BUĞDAY TARLASINDAN IŞİD CEPHELERİNE

Yine Konya’nın Bozkır ilçesindeki bir köyde, Suriye’den gelen cenazesi geçen ay toprağa verilen N.U. isimli gencin yakın bir akrabası da yaşananlara isyan etti.

‘Yeğenim’ dediği 19 yaşındaki N.U’nun geçtiğimiz kış aylarında ilçeyi terk ettiğini belirten yaşlı adam, “Liseyi önceki sene bitirdi. Babasının bağı-bahçesi var. O da üniversiteyi kazanamayınca babasının yanında çalışmaya başladı. Önce camiye gitmeye başladı. Hepimiz gurur duyuyorduk. Sonradan camiye gitmez oldu. Namazlarını evde kılıyormuş. Hiç öyle kahveye, köy evine falan da gelmezdi. Varsa yoksa internet. Meğer orada kimse artık bu adamlarla tanışmış. Bir sabah kalkıp ana-babasıyla vedalaşıp ‘Çalışmaya gidiyorum’ diye evden çıkıp gitti. Önce Konya’ya, oradan Gaziantep’e geçmiş. Ondan sonrasını bilmiyoruz. Sonradan işte cenazesi geldi. Sessiz sedasız namazını kılıp defnettik. Babasının ağzını bıçak açmaz oldu. Köydeki tüm gençler, evinde internet olan tüm muhafazar çocuklar tehdit altında. Anne babalar uyanık olsun” dedi.

"AİLECEK GİDEN VAR"

Konya’nın Bozkır, Çumra, Hadim, Taşkent, Akkise gibi ‘muhafazakar’ ilçelerinden son yıllarda Suriye’ye ailecek gidenlerin bile var olduğu iddia ediliyor. Bu ilçelerdeki hangi kasabaya, köye gitseniz hep aynı hikaye anlatılıyor. “Onlar Suriye’ye gitti.”

Çumra’nın büyük köylerinden birisinin muhtarı da Sözyü’ye o iddiaları anlattı. İsminin saklı kalmasını isteyen muhtar o iddialardan sadece birisini anlattı “Bizim köyden 2 aile geçen mayıs ayında ayrıldı. Doğma büyüme buralı olan iki aile. Suriye’ye gittiklerini sanıyoruz. Zaten son 3-4 yıldır kendilerini adeta tecrit etmişlerdi. Son bir yıldır da köy dışından gelen misafirlerinin sayısı artmıştı. Hep sakallı erkekler, peçeli kadınlar falan. Öyle camiye falan da gelmezlerdi. Kendi başlarına evlerinde yaşıyorlar arada çıkıp Konya’ya gidip geliyorlardı. Köyün hepsi birbiriyle akraba. Kimseye bir şey demeden bir gece eşyalarını toplayıp sırra kadem bastılar. Sonradan çok söylenti çıktı. Suriye’ye gittiklerini de anlattılar. Kilis’’e yerleştiklerini de…”



“IŞİD BAYRAKLI VİLLA”

Tüm bu iddiaları TBMM’ye verdiği soru önergesiyle hükümete soran bölge milletvekili Atilla Kart başka çarpıcı iddialarda da bulundu.

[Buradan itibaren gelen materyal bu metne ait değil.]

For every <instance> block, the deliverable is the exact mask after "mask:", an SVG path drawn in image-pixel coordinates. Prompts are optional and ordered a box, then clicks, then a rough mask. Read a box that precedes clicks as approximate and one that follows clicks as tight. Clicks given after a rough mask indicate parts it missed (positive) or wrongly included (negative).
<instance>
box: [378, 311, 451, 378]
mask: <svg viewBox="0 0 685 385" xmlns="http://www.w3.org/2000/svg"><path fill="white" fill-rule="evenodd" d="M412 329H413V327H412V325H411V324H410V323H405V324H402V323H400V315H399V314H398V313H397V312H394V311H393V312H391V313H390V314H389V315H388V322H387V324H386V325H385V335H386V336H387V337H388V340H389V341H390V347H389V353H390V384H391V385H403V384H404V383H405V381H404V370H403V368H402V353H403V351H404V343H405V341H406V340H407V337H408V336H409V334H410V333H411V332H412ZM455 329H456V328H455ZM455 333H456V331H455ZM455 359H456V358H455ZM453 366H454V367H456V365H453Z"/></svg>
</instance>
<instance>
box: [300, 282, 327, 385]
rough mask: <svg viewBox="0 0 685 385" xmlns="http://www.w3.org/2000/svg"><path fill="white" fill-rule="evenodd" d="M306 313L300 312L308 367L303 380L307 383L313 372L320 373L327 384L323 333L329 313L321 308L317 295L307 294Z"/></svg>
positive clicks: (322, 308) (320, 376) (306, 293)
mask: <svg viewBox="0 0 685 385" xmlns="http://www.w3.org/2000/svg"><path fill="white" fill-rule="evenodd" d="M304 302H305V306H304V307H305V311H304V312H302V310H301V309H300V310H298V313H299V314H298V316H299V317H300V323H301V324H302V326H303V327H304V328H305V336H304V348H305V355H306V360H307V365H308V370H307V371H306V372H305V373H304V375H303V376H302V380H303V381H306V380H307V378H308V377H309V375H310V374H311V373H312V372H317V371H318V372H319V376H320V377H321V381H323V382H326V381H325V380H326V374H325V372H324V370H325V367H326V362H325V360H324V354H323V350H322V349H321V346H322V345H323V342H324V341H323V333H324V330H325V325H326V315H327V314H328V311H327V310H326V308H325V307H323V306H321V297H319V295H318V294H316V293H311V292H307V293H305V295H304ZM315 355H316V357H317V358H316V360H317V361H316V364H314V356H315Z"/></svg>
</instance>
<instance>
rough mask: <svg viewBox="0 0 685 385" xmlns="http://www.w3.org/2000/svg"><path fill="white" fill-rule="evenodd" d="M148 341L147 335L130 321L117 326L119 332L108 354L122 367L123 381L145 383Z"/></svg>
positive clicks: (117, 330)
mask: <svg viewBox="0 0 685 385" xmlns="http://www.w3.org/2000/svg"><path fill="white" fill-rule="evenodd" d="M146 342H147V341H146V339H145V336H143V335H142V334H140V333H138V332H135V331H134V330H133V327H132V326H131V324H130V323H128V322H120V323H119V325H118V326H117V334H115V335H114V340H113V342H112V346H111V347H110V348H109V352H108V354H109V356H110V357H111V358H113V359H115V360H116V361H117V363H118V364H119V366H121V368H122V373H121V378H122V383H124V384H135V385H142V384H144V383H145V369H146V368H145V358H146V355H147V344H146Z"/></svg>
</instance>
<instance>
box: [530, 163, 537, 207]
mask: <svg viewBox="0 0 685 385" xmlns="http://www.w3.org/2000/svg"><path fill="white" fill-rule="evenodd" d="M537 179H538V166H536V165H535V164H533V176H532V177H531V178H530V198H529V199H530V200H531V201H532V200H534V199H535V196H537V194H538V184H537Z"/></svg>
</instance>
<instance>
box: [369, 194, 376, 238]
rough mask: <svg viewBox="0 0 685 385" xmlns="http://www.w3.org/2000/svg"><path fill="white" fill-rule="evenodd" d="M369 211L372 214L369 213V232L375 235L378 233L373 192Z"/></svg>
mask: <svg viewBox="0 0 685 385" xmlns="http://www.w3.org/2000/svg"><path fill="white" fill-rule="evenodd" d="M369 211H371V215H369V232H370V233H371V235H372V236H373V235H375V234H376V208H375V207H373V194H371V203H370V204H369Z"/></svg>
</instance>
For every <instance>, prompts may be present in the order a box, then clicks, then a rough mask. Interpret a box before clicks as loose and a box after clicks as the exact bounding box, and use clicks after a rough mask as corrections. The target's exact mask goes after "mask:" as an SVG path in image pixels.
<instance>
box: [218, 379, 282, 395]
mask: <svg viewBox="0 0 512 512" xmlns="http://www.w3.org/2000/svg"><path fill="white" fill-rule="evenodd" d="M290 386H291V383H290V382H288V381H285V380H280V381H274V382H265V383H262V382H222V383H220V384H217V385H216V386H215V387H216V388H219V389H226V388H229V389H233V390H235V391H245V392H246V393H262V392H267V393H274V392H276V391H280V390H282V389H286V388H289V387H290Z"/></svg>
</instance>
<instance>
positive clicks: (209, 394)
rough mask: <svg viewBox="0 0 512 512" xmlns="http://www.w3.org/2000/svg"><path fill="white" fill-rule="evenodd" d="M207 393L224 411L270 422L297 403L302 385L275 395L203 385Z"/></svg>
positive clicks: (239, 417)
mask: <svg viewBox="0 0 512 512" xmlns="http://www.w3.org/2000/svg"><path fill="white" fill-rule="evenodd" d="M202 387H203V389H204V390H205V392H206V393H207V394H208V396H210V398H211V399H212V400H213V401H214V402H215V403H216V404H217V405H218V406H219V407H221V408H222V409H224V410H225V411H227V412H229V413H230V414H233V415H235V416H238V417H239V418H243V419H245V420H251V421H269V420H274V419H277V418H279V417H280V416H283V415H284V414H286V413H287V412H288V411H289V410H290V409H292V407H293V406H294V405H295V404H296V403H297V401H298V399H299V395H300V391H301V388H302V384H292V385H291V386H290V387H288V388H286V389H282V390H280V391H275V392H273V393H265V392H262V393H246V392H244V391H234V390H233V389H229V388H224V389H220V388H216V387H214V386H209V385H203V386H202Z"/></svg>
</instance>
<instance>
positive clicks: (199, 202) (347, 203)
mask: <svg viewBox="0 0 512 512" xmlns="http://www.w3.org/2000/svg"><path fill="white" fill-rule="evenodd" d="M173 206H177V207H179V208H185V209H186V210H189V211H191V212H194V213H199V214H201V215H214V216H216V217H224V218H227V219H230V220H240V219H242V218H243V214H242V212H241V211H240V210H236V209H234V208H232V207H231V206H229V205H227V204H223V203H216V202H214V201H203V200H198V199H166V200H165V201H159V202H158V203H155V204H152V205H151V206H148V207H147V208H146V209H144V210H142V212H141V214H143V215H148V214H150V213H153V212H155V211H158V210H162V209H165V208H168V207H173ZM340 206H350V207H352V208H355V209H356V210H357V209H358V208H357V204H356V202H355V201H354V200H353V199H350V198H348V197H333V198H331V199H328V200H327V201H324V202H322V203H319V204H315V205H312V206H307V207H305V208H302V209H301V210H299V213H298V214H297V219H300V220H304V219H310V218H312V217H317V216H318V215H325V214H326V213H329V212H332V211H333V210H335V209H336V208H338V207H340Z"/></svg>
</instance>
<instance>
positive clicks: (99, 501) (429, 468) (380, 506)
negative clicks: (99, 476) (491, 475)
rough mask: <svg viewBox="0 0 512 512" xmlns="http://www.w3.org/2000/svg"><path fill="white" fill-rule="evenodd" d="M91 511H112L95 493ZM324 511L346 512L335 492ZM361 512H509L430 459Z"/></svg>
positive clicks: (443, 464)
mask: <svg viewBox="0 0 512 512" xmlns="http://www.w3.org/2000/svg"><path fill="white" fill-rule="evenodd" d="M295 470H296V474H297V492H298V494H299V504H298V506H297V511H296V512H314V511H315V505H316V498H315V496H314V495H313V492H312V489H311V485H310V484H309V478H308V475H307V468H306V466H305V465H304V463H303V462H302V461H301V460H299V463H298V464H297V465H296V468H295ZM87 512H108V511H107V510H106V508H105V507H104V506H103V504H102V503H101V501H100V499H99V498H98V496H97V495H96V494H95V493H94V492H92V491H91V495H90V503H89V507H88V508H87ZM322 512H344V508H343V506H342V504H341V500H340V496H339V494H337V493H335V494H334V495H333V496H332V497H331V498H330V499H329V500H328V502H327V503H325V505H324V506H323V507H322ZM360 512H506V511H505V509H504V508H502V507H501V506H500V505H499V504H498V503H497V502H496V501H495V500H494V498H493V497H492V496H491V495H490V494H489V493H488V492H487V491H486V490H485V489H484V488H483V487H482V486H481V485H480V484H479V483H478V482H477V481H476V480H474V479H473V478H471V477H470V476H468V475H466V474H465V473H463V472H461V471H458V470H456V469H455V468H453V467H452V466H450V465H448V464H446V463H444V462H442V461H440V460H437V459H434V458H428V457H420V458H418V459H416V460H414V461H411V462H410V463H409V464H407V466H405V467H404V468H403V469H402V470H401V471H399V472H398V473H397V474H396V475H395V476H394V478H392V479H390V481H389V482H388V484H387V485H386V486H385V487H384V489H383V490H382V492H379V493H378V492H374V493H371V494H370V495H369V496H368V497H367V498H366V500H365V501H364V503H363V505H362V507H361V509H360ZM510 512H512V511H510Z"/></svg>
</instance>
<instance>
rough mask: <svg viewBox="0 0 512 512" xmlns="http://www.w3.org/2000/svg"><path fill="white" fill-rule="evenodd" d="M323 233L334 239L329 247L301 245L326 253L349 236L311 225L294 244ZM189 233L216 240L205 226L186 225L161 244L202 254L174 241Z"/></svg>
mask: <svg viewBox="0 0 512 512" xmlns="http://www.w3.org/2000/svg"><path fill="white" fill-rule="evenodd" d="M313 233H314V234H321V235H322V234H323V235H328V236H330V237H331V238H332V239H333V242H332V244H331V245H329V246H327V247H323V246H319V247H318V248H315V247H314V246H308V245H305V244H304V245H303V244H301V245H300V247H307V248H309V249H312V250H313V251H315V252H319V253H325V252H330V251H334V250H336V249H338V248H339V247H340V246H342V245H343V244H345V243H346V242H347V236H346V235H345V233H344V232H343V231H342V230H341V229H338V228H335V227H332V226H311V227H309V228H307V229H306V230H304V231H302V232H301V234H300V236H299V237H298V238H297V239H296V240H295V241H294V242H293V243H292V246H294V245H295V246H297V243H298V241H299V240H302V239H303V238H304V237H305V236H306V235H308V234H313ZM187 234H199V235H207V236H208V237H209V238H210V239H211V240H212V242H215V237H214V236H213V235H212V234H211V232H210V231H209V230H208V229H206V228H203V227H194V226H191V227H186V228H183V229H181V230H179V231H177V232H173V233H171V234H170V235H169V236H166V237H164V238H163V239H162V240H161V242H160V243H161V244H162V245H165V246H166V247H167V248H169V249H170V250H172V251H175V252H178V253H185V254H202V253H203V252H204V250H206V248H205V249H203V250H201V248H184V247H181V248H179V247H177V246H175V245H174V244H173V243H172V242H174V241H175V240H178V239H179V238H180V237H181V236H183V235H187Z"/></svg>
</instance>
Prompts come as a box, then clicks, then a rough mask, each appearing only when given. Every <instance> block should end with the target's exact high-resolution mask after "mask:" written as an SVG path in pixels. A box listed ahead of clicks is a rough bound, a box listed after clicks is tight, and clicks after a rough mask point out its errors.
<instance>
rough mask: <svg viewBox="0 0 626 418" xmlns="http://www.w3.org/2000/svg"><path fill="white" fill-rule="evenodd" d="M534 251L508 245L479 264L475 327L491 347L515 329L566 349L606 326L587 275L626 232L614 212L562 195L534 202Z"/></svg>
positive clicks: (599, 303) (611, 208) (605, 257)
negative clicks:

Konya’nın şehir merkezine yakın kasabası Kaşınhanı civarında geçtiğimiz yıl inşa edilen 3 katlı bir villanın örgüt evi olarak kullanıldığı iddia eden Kart evin önünde hala dalganan IŞİD bayrağına da dikkat çekti. Evin sahibinin bilindiğini belirten Kart şahsı “IŞİD’in Konya temsilcisi” olarak adlandırdı.



9 YAŞINDAKİ ‘IŞİD’Lİ KIZ ÇOCUĞU

Bölgeyi en iyi bilen isimlerden birisi olan Atilla Kart Konya gibi ‘muhafazakar’ kentlerdeki radikal islami örgütlerin yuvalalanmasının sebebini ise şu çarpıcı örnekle anlattı.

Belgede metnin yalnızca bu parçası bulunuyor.